Le Mandukya Upanishad appartient à l'Atharva Veda et est une exposition du principe de Aum composé de trois éléments, a, u, m, qui peuvent être utilisés pour expérimenter l'âme elle-même. Il contient douze versets qui délimitent quatre niveaux de conscience: l'éveil, le rêve, le sommeil profond et un quatrième état mystique d'être un avec l'âme. Cet Upanishad par lui-même, dit-on, suffit à conduire à la libération.

Maitri Upanishad

Le Maitri Upanishad est le dernier de ce qu'on appelle les principaux Upanishads. Il recommande la méditation sur l'âme ('atman') et la vie ('prana'). Il dit que le corps est comme un char sans intelligence mais qu'il est conduit par un être intelligent, qui est pur, tranquille, essoufflé, altruiste, immortel, à naître, inébranlable, indépendant et sans fin.
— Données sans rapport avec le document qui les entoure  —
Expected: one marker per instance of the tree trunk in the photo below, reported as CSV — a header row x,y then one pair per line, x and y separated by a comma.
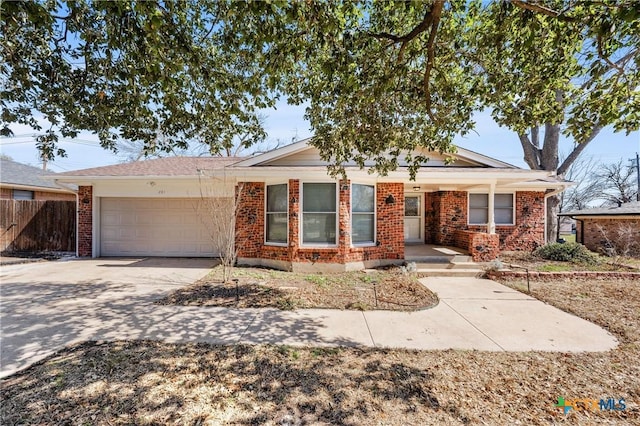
x,y
553,208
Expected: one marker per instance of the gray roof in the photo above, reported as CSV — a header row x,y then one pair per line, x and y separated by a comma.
x,y
169,166
12,173
632,208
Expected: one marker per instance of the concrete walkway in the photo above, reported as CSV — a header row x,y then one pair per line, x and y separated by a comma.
x,y
46,306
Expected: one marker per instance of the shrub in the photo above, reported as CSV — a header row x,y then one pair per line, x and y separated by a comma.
x,y
567,252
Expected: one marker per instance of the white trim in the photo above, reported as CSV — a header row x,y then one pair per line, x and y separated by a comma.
x,y
301,242
275,243
375,215
422,218
497,192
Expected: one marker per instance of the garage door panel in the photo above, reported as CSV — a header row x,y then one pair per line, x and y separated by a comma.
x,y
153,227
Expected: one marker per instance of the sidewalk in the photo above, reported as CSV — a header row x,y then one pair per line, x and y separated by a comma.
x,y
47,306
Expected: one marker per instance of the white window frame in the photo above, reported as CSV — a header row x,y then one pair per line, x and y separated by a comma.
x,y
301,217
374,213
513,208
22,193
266,214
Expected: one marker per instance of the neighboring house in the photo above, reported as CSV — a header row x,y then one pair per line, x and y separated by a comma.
x,y
21,182
293,215
609,230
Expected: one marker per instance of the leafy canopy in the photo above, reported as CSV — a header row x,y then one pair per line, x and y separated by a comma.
x,y
381,78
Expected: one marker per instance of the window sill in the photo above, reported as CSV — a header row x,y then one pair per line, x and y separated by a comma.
x,y
361,245
268,243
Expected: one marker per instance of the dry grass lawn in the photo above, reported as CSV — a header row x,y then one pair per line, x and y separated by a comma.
x,y
389,289
154,383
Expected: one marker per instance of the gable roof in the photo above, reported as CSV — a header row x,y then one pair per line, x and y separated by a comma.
x,y
168,166
462,158
626,209
22,175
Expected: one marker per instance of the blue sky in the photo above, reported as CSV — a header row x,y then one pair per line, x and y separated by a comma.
x,y
287,121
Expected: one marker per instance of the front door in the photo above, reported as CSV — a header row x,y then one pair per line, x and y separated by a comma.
x,y
413,223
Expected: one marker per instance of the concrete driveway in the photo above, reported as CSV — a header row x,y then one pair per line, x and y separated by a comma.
x,y
46,306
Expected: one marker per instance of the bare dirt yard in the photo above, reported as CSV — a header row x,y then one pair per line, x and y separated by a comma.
x,y
127,382
388,289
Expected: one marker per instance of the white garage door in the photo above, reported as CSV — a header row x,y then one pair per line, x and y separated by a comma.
x,y
153,227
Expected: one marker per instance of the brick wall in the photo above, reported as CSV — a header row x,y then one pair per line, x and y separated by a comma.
x,y
250,218
601,233
482,247
528,232
449,215
85,221
389,233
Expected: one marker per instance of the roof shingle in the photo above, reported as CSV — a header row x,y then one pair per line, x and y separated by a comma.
x,y
169,166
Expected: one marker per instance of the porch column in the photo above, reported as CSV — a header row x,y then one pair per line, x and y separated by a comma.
x,y
491,225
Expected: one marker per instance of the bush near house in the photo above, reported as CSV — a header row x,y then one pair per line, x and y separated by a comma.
x,y
567,252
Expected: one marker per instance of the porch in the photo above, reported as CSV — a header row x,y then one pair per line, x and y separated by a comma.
x,y
440,260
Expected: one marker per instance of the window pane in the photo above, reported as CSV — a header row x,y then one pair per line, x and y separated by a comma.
x,y
504,216
478,215
319,228
277,198
362,228
362,198
478,200
412,206
319,197
19,194
503,200
277,227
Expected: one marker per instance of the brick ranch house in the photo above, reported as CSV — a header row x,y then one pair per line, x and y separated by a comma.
x,y
292,215
607,228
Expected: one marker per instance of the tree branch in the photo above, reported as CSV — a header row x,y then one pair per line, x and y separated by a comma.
x,y
577,150
436,12
534,7
531,156
431,20
602,56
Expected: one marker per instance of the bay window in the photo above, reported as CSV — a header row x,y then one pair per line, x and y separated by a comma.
x,y
319,213
502,209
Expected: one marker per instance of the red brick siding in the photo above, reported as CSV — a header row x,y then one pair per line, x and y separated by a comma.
x,y
85,221
250,218
482,247
390,221
528,232
389,233
449,215
623,234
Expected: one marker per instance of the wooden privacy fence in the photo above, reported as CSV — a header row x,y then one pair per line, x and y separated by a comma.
x,y
34,226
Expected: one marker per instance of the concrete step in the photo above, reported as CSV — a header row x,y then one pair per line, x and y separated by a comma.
x,y
450,272
449,265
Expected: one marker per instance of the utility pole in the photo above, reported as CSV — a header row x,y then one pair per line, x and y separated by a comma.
x,y
636,164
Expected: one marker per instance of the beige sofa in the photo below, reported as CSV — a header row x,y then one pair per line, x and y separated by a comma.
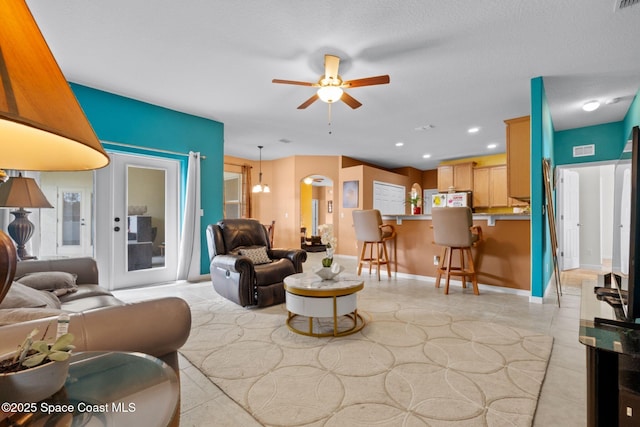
x,y
99,321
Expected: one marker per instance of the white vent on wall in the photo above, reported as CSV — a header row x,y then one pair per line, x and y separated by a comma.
x,y
584,150
621,4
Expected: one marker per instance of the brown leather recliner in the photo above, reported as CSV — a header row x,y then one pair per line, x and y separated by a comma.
x,y
235,276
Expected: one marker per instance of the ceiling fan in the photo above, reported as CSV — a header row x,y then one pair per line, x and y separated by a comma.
x,y
331,86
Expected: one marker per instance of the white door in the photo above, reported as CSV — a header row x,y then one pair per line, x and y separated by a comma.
x,y
74,234
569,213
137,220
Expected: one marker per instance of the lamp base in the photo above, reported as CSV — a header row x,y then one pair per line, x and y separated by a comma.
x,y
21,230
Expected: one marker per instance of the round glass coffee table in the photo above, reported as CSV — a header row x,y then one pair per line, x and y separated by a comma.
x,y
107,389
309,296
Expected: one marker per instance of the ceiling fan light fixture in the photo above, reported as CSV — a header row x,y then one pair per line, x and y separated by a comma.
x,y
330,94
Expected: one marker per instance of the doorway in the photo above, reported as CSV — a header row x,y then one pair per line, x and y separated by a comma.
x,y
316,207
585,219
137,220
70,224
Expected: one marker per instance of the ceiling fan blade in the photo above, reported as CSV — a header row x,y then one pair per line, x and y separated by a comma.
x,y
308,102
367,81
293,82
331,64
350,101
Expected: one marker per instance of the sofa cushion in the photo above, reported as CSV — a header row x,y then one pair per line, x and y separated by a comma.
x,y
85,291
257,255
268,274
91,303
21,296
58,282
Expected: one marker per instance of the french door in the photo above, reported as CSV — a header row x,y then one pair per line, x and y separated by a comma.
x,y
74,237
137,220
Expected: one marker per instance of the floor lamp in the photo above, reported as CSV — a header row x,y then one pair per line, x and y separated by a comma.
x,y
42,126
19,192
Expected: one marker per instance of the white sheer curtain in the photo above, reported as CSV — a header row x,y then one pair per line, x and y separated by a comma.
x,y
189,255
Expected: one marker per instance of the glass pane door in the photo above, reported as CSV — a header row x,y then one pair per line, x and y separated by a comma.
x,y
137,217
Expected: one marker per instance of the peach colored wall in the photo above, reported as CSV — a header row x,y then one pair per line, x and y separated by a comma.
x,y
347,244
430,179
502,259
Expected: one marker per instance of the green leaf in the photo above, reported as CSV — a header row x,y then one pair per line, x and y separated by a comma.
x,y
59,356
40,346
34,360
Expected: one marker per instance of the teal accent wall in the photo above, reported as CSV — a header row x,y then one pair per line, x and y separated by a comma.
x,y
606,138
631,119
124,120
542,142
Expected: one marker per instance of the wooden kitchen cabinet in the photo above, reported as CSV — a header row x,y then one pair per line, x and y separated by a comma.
x,y
519,157
490,187
459,176
445,178
481,187
498,186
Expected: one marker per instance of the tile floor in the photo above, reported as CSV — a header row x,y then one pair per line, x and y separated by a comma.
x,y
563,396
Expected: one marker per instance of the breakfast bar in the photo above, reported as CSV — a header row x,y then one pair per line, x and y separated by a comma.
x,y
503,258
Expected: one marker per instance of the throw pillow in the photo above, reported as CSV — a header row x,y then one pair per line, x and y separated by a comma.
x,y
21,296
58,282
256,255
9,316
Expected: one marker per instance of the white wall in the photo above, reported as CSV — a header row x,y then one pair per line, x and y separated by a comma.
x,y
596,214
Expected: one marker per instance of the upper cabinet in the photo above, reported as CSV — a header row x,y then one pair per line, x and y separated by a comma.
x,y
490,187
459,176
519,157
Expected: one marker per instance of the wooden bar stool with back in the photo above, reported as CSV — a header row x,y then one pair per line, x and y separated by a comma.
x,y
373,233
453,228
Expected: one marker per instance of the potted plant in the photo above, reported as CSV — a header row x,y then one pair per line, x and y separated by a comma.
x,y
415,200
36,370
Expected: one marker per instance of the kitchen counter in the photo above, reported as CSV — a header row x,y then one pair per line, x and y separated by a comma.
x,y
491,218
502,259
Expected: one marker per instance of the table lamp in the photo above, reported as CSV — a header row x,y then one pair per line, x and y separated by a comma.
x,y
42,126
19,192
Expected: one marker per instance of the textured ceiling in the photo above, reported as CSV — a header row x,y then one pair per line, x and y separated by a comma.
x,y
453,65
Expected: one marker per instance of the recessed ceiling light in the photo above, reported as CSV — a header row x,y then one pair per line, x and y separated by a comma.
x,y
591,105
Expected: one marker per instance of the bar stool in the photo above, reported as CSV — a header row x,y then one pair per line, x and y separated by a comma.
x,y
373,233
453,228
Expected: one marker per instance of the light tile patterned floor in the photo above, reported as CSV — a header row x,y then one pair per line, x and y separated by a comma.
x,y
563,396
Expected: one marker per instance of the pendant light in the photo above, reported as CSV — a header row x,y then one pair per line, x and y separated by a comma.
x,y
259,187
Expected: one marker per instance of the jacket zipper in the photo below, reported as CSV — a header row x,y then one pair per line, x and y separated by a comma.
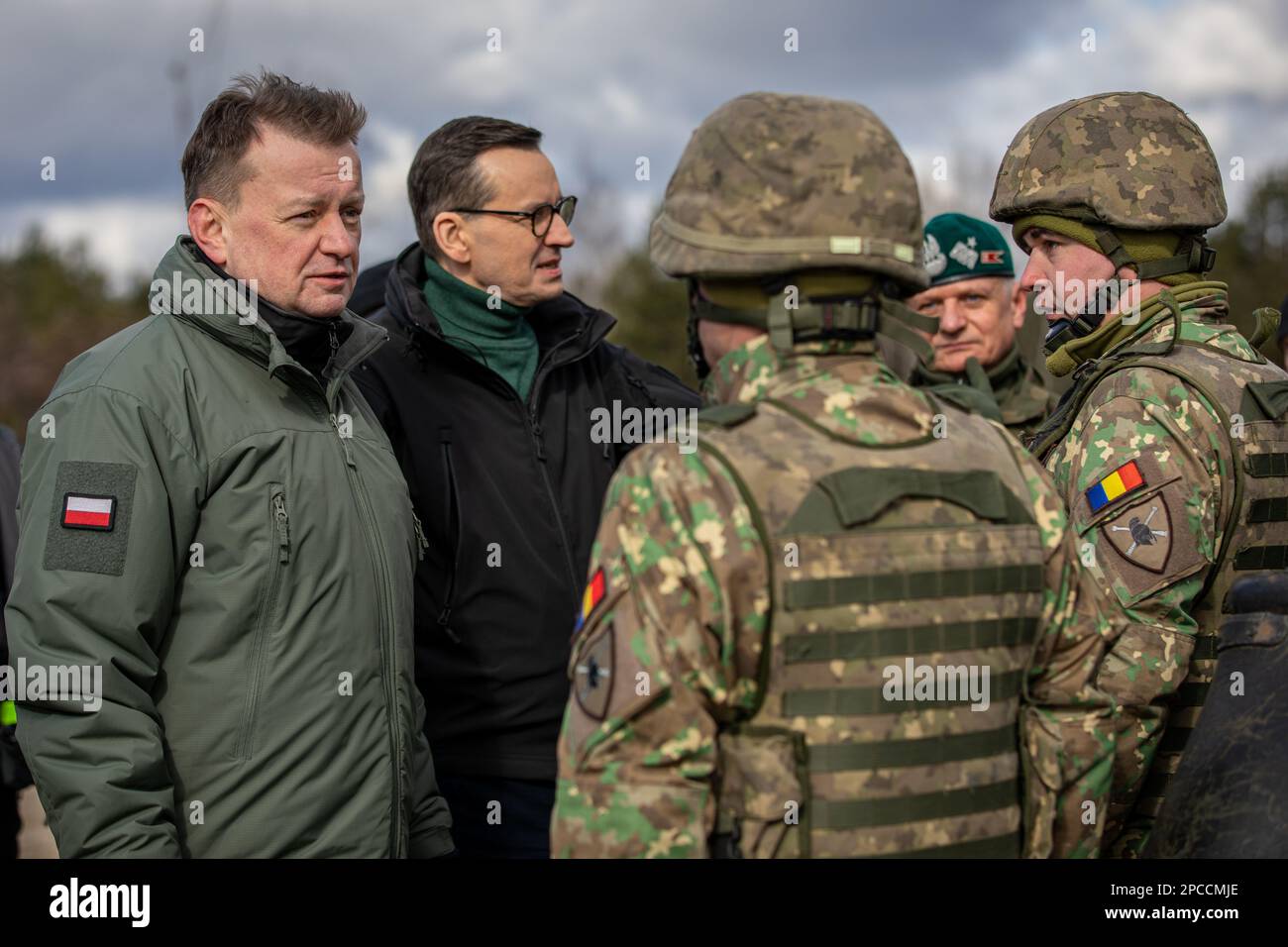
x,y
386,650
281,557
535,428
454,523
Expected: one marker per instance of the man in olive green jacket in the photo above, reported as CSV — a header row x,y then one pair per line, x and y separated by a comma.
x,y
213,522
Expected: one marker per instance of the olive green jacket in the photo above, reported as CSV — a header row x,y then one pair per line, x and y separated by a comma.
x,y
249,599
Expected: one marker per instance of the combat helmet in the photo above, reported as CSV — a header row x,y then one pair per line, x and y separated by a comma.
x,y
1127,174
774,184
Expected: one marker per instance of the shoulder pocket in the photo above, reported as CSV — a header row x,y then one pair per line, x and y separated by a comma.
x,y
1141,521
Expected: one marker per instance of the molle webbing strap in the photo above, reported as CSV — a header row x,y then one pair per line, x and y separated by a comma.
x,y
927,751
1261,558
997,847
910,639
1267,464
1271,509
859,493
866,813
866,701
894,586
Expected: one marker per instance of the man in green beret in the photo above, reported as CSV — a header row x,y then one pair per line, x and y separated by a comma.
x,y
973,292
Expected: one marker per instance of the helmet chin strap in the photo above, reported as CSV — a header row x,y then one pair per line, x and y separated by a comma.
x,y
1065,330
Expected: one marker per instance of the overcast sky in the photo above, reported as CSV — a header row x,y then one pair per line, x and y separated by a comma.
x,y
111,90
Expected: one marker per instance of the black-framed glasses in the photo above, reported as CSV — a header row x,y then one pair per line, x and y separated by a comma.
x,y
541,217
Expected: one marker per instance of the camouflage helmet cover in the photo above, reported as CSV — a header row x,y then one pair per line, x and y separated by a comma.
x,y
773,183
1126,159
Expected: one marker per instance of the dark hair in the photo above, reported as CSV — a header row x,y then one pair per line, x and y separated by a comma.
x,y
211,162
445,175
L'aurige est l'esprit, les rênes sont les cinq organes de la perception, les chevaux sont les organes de l'action, et l'âme est non manifestée, imperceptible, incompréhensible, altruiste, inébranlable, inébranlable et autoritaire. Il raconte aussi l'histoire d'un roi, Brihadratha, qui a réalisé que son corps n'est pas éternel, et est allé dans la forêt pour pratiquer l'austérité, et a cherché la libération de l'existence réincarnante.